If you live in the right type of home in the right place, Arlington County will reserve street parking for you and your neighbors for much of the day.
But the Residential Permit Parking program is under review and a county staff recommendation on whether it should continue as currently conceived is expected soon.
The review has dragged on since it was launched in 2017, when the county put a moratorium on approving new permit parking zones, and was further delayed by the pandemic. County officials, however, now say they’re going to skip holding more public engagement meetings on the topic, either virtual or in-person, and move forward with the aim of County Board action in January.
Meetings had been planned for the spring, but were cancelled due to health concerns. A county spokeswoman says county staff decided against additional meetings due to equity concerns.

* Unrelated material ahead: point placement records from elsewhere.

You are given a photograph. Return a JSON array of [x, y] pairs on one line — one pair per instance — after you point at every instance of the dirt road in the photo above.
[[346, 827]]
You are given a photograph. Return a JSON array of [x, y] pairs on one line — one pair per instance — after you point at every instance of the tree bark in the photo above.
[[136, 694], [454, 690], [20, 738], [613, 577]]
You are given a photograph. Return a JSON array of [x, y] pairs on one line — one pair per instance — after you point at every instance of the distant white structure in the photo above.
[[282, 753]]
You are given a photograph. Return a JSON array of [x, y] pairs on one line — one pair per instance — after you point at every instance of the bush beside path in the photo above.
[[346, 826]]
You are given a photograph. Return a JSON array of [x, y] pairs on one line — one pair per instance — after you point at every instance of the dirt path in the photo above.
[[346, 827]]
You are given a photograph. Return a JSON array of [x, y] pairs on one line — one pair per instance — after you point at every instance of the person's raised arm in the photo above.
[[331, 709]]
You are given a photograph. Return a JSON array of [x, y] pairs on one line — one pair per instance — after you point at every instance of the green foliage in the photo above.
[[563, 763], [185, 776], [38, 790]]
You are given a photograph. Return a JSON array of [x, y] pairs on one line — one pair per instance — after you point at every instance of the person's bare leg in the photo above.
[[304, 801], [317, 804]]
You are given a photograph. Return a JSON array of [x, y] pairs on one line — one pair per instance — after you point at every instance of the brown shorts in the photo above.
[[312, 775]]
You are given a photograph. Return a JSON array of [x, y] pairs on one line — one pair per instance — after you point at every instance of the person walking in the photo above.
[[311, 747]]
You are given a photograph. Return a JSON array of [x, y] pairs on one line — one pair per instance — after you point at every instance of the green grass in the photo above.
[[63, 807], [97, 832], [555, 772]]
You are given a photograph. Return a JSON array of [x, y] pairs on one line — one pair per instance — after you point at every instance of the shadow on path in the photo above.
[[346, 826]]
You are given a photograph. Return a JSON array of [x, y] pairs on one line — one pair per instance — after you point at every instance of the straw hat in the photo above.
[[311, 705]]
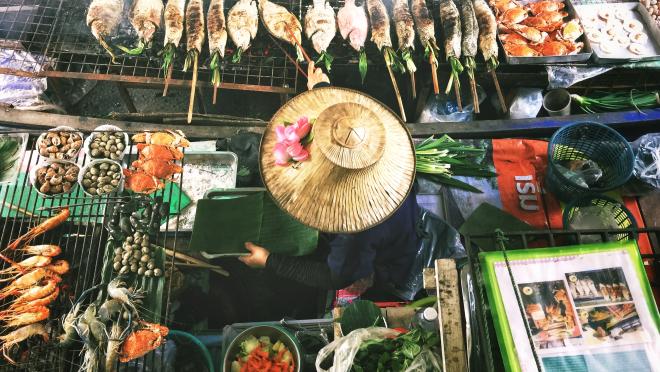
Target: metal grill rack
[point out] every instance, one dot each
(57, 30)
(82, 238)
(484, 342)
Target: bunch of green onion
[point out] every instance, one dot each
(618, 101)
(439, 160)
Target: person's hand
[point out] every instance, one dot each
(315, 75)
(257, 257)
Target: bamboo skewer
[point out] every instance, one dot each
(499, 90)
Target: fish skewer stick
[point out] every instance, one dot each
(145, 18)
(320, 28)
(405, 31)
(103, 17)
(353, 26)
(174, 13)
(380, 35)
(488, 43)
(195, 40)
(217, 31)
(469, 43)
(242, 26)
(451, 27)
(425, 28)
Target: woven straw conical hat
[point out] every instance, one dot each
(361, 165)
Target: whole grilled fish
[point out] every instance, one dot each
(195, 25)
(174, 12)
(281, 23)
(320, 26)
(243, 23)
(353, 24)
(380, 24)
(216, 27)
(404, 24)
(103, 17)
(145, 17)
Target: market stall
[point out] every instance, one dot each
(477, 188)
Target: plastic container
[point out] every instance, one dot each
(588, 141)
(614, 210)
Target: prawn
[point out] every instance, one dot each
(36, 314)
(41, 228)
(15, 337)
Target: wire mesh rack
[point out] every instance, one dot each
(55, 33)
(486, 354)
(82, 238)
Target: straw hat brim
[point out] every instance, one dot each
(330, 198)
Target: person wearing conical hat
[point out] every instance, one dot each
(343, 163)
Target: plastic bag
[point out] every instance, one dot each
(526, 103)
(426, 361)
(346, 347)
(442, 108)
(438, 240)
(647, 159)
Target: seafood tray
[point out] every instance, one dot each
(82, 238)
(582, 56)
(589, 15)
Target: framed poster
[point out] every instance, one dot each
(588, 308)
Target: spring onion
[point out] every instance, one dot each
(618, 101)
(439, 160)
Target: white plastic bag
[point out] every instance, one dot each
(346, 347)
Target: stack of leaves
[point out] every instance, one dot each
(393, 354)
(439, 160)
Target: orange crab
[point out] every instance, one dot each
(141, 182)
(545, 6)
(149, 337)
(158, 168)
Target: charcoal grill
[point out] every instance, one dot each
(82, 239)
(56, 29)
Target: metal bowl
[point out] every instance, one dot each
(275, 333)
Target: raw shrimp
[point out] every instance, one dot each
(15, 337)
(43, 227)
(36, 314)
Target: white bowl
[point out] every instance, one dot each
(106, 128)
(61, 128)
(33, 176)
(84, 169)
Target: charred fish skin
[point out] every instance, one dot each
(404, 24)
(320, 25)
(243, 23)
(487, 30)
(424, 24)
(145, 17)
(380, 24)
(174, 13)
(217, 29)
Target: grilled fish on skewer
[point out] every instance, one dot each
(242, 24)
(217, 30)
(103, 17)
(354, 26)
(405, 32)
(469, 49)
(426, 30)
(320, 28)
(145, 17)
(174, 12)
(195, 40)
(282, 24)
(451, 27)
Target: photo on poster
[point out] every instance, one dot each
(598, 287)
(549, 314)
(614, 323)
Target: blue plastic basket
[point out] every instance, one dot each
(588, 141)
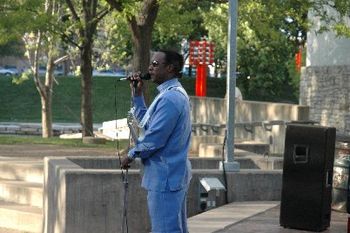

“Staff looked into holding the dialogues online but decided that holding online dialogues would not be an adequate replacement,” Arlington Dept. of Environmental Services spokeswoman Kathryn O’Brien told ARLnow. “There are tools for holding the dialogues online, but there are challenges to bringing together a diverse group of Arlingtonians for a meeting of three hours or more online.”
“An inclusive group of participants at the dialogues would be especially necessary because residents are divided on the RPP program,” she continued. “The County could have waited until in-person public meetings resume but continuing to delay the RPP Review increases the chance that decision-makers will see the feedback currently captured as out-of-date. Delaying the review also continues the moratorium on petitions for new or modified restrictions.”
There are few issues that raise local passions like parking, and the RPP program has sharply divided residents.
The program started in the early 1970s, when Aurora Highlands residents successfully petitioned the Arlington County Board to approve restrictions that would keep Crystal City commuters from parking in the neighborhood. The county won a Supreme Court challenge to the restrictions and gradually expanded the program to other neighborhoods.
Eventually, residents of new apartment buildings and condos were excluded from the program, as access to street parking became a sticking point with neighbors of proposed new developments. And neighborhoods well away from Metro stations and office districts started getting approved for restrictions.
The tide started to turn against the program a few years ago, as more neighborhoods sought to add parking restrictions, raising questions about the fairness of reserving increasingly large portions of the public road network for the vehicles of certain residents.
Last year, the County Board repealed some RPP restrictions in the Forest Glen and Arlington Mill neighborhoods, which apartment residents said made it difficult to park in the neighborhood for those who do not work a traditional 9-5 job. The decision was contentious, however.
A recently-released report on the RPP review process includes comments from surveys that further reflect the divide.
“It doesn’t seem fair to me who is eligible now. Higher density homes with less curb space should be eligible as single family homes,” said one resident quoted in the report.
“The County should NOT make apartment, condo, and townhouse residents eligible for parking permits because it will encourage more cars and further overcrowd parking resources,” said another.
The report notes that the population eligible for RPP skews whiter and more affluent than those who are not eligible. White residents are 84% of the population in RPP zones, compared to 76% of the population outside of RPP zones. Households making $200,000 or more are 32% of the population in RPP zones, compared to 19% in non-RPP zones.
Furthermore, only 25% of those enrolled in RPP live in multifamily buildings like apartments and condos; by comparison, 71% of Arlington’s overall population lives in multifamily housing.